Local companies raised P187.84 billion through new listings at the Philippine Stock Exchange, up 12 percent from the P167 billion registered in 2017 but slightly short of the P200 billion annual target of the bourse.

Ramon S. Monzon

PSE President and CEO Ramon S. Monzon


“We did not hit P200 billion target. We are going to try hitting P200 billion next year,” PSE President and CEO Ramon S. Monzon said in an interview.

He added that the amount raised this year was mainly from the big banks that needed to increase their respective capitalizations.

Fundraising activities of listed firms were affected by market turbulence starting in the middle of the year, particularly when inflation rate and interest rates began to rise.

The PSE had been eyeing eight initial public offerings for this year but only one materialized, D.M. Wenceslao and Associates Inc., which raised P8.15 billion.

Del Monte Philippines Inc. and Taiwanese firm Cal-Comp Technology (Philippines) Inc. were both forced to shelve their respective IPO plans this year as the PSE index fell into bear market territory.

For next year, Monzon said the PSE will still aim to raise P200 billion from listings at the bourse but noted that it will be harder to achieve in 2019 as banks have already raised their capital this year.

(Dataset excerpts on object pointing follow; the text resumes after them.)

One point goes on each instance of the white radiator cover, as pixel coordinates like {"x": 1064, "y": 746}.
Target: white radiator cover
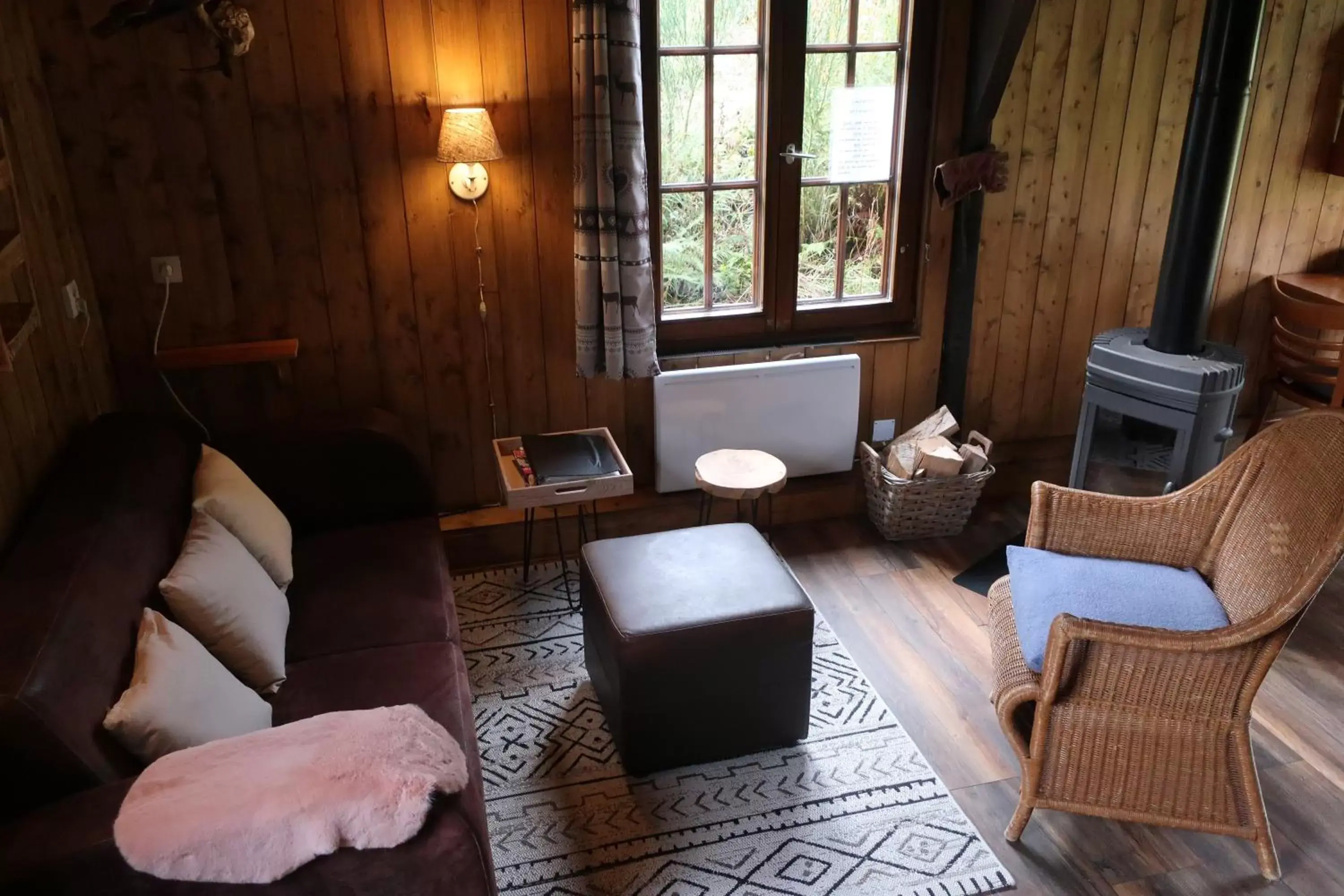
{"x": 806, "y": 413}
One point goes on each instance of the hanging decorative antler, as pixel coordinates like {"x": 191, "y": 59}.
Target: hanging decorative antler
{"x": 225, "y": 19}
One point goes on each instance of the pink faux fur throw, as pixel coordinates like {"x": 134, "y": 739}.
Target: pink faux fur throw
{"x": 254, "y": 808}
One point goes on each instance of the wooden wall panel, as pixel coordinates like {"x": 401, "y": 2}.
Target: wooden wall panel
{"x": 62, "y": 375}
{"x": 306, "y": 199}
{"x": 1053, "y": 273}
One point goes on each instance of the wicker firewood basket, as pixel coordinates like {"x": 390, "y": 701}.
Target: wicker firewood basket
{"x": 924, "y": 508}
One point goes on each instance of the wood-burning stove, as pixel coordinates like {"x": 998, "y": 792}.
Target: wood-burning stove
{"x": 1167, "y": 375}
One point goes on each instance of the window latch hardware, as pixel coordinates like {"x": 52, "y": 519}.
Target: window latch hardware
{"x": 792, "y": 155}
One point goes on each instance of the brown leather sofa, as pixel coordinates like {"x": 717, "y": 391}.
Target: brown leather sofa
{"x": 373, "y": 624}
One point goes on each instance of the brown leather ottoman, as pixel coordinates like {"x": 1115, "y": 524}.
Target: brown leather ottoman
{"x": 699, "y": 645}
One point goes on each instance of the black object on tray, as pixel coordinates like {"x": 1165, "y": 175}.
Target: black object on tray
{"x": 569, "y": 457}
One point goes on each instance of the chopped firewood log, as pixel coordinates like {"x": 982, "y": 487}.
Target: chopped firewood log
{"x": 976, "y": 453}
{"x": 901, "y": 453}
{"x": 937, "y": 457}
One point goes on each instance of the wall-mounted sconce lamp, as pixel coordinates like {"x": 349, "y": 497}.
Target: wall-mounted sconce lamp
{"x": 465, "y": 140}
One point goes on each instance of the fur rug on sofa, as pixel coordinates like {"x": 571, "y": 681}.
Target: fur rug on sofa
{"x": 254, "y": 808}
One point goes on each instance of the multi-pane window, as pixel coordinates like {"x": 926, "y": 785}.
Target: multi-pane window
{"x": 710, "y": 139}
{"x": 789, "y": 163}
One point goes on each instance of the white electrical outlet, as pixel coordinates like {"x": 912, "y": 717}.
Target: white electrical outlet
{"x": 70, "y": 300}
{"x": 166, "y": 269}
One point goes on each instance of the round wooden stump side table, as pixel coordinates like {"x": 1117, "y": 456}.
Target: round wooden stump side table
{"x": 737, "y": 474}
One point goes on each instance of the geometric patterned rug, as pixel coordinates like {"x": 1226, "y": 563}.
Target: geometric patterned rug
{"x": 854, "y": 810}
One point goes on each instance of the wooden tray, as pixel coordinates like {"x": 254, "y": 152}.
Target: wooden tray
{"x": 519, "y": 496}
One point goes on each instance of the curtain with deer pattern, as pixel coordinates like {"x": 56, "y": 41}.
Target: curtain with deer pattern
{"x": 613, "y": 273}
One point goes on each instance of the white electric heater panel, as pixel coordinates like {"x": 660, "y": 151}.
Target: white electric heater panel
{"x": 806, "y": 413}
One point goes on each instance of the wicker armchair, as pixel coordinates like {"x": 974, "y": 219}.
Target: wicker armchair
{"x": 1154, "y": 726}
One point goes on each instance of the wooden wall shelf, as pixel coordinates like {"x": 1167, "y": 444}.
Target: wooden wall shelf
{"x": 18, "y": 320}
{"x": 233, "y": 354}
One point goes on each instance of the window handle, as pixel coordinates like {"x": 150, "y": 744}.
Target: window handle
{"x": 792, "y": 155}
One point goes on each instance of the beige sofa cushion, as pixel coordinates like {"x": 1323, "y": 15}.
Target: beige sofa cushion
{"x": 222, "y": 595}
{"x": 179, "y": 695}
{"x": 225, "y": 492}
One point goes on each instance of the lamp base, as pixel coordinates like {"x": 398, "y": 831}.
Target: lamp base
{"x": 468, "y": 182}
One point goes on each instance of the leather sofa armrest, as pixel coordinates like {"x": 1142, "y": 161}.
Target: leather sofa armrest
{"x": 68, "y": 844}
{"x": 336, "y": 470}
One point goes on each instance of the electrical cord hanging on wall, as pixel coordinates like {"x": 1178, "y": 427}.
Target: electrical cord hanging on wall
{"x": 484, "y": 312}
{"x": 159, "y": 330}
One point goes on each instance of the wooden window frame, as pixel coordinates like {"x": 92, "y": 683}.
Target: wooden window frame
{"x": 777, "y": 320}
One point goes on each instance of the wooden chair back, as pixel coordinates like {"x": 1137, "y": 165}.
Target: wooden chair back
{"x": 1305, "y": 347}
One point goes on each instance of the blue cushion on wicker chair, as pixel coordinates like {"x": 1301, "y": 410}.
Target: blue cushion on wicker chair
{"x": 1144, "y": 594}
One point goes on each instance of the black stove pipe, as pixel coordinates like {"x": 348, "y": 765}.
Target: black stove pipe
{"x": 1207, "y": 175}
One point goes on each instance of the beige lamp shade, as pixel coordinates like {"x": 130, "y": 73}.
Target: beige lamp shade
{"x": 468, "y": 136}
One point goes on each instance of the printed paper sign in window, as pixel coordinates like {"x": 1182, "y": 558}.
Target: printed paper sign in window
{"x": 862, "y": 125}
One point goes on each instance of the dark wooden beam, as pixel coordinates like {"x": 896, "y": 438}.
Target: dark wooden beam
{"x": 998, "y": 31}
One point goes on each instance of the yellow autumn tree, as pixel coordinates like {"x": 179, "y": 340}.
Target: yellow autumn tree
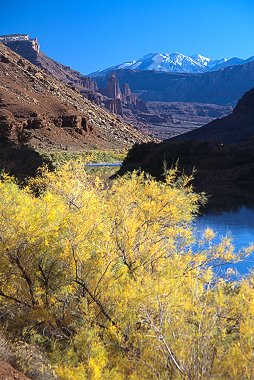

“What are the challenges for next year? All the big banks have already raised capital from Metrobank, BPI, RCBC, and even worse now, bank bonds now have been approved, so everybody go to the bank bonds because the requirement there is very small,” he said.

Monzon also noted that there is a new regulation that makes it easier for banks to raise money through bond issuances.

The Bangko Sentral ng Pilipinas recently relaxed some of its rules to make it easier for lenders to float bonds without asking for central bank approval.

BSP governor Nestor Espenilla said they are treating lender like any other a non-financial corporate, a bond can be issued by a bank following the bonds issuance rules of the Securities and Exchange Commission.

Monzon said the PSE needs more IPOs next year and will have to offer new products to perk up the fund raising activities.

“Next year, I guess it will depend on the market. If the market really is in the high 7,000 or 8,000, they may be encouraged to do their IPO,” he said.

He said Del Monte Philippines is still waiting for market conditions to improve for their IPO. Cal-Comp, the Taiwan firm also expressed its interest to list next year.
AirAsia is also among the firms waiting to list but, because of the Boracay closure, it had also suspended its plan.

Meanwhile, some of the backdoor listings include Dennis Uy-led gambling venture PH Resort, which made its presentation with the PSE last week; the listing of Uy’s holding firm Udenna Corp.; and Tiger Resorts Asia Ltd., the operator of Okada Manila in Entertainment City.

“The backdoor listing is there. But we need more IPOs next year,” he said.